Music and Photography
Many have wondered at the connection between music and photography. My feeling is that music gives a grounding in the need for good technique combined with having something to say. You need both. Blazingly fast scales and arpeggios are impressive---but don’t mean anything. Most of the images in my files are technically competent---but only a small percentage evoke emotional responses---and it takes time to figure out which ones those are! To perform a piano piece really well involves hard work, and also some fallow time---for the piece to “ripen” in your subconscious. Since most landscape photographs have to be made quickly (before that fantastic light changes), then what needs to be considered over time is the editing of one’s work.

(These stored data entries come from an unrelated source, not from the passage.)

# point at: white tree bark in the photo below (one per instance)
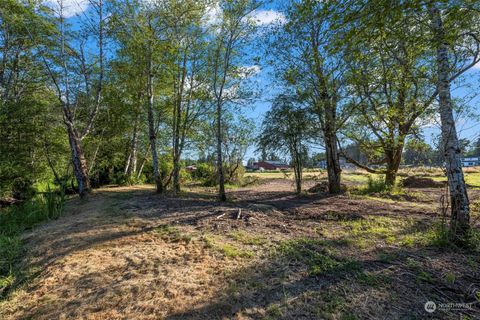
(460, 212)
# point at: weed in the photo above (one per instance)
(425, 277)
(172, 234)
(371, 279)
(14, 220)
(247, 239)
(316, 256)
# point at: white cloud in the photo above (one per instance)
(266, 17)
(249, 71)
(70, 9)
(213, 15)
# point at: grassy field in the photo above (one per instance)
(267, 253)
(472, 175)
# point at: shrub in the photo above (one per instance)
(22, 189)
(17, 218)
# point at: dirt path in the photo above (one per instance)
(128, 253)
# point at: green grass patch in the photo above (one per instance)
(171, 234)
(16, 219)
(316, 256)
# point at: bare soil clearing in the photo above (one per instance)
(128, 253)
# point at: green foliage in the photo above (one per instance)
(316, 256)
(375, 184)
(17, 218)
(206, 174)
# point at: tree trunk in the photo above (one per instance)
(393, 164)
(78, 160)
(460, 211)
(221, 177)
(151, 129)
(131, 163)
(176, 149)
(333, 162)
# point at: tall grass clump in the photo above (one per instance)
(17, 218)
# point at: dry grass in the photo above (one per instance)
(128, 253)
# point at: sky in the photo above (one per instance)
(467, 127)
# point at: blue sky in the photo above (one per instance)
(467, 127)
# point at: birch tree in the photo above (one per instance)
(77, 75)
(229, 36)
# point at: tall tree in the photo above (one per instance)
(445, 37)
(228, 38)
(287, 128)
(78, 81)
(307, 60)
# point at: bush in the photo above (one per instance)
(206, 174)
(17, 218)
(22, 189)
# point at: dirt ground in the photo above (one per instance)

Determining what’s really good, and what’s just “so-so” is the big question. The same goes for deciding on the best way to print an image. Perhaps the biggest challenge in piano involves playing Chopin, Beethoven, Brahms, et al... Pieces that have been played by thousands (if not millions) of pianists before you. How can you make this piece “your own”---what can you do in interpreting this piece that will be different? How can you express your own personality through this piece? This is the same problem confronted by landscape photographers today! How can I make an image of Half Dome something other than a cliché? (The easy answer---don’t take it!) Which of my images are just “records” of the scene---and which reveal a little bit of me? Music and photography are both mediums of expression. I still play the piano every now and again. Last year I was asked to dedicate a new grand piano, which gave me the excuse to work up some of my favorite pieces. This recital is available now as a CD from the Ansel Adams Gallery (www.anseladams.com). [Note: Not anymore! It didn't sell!]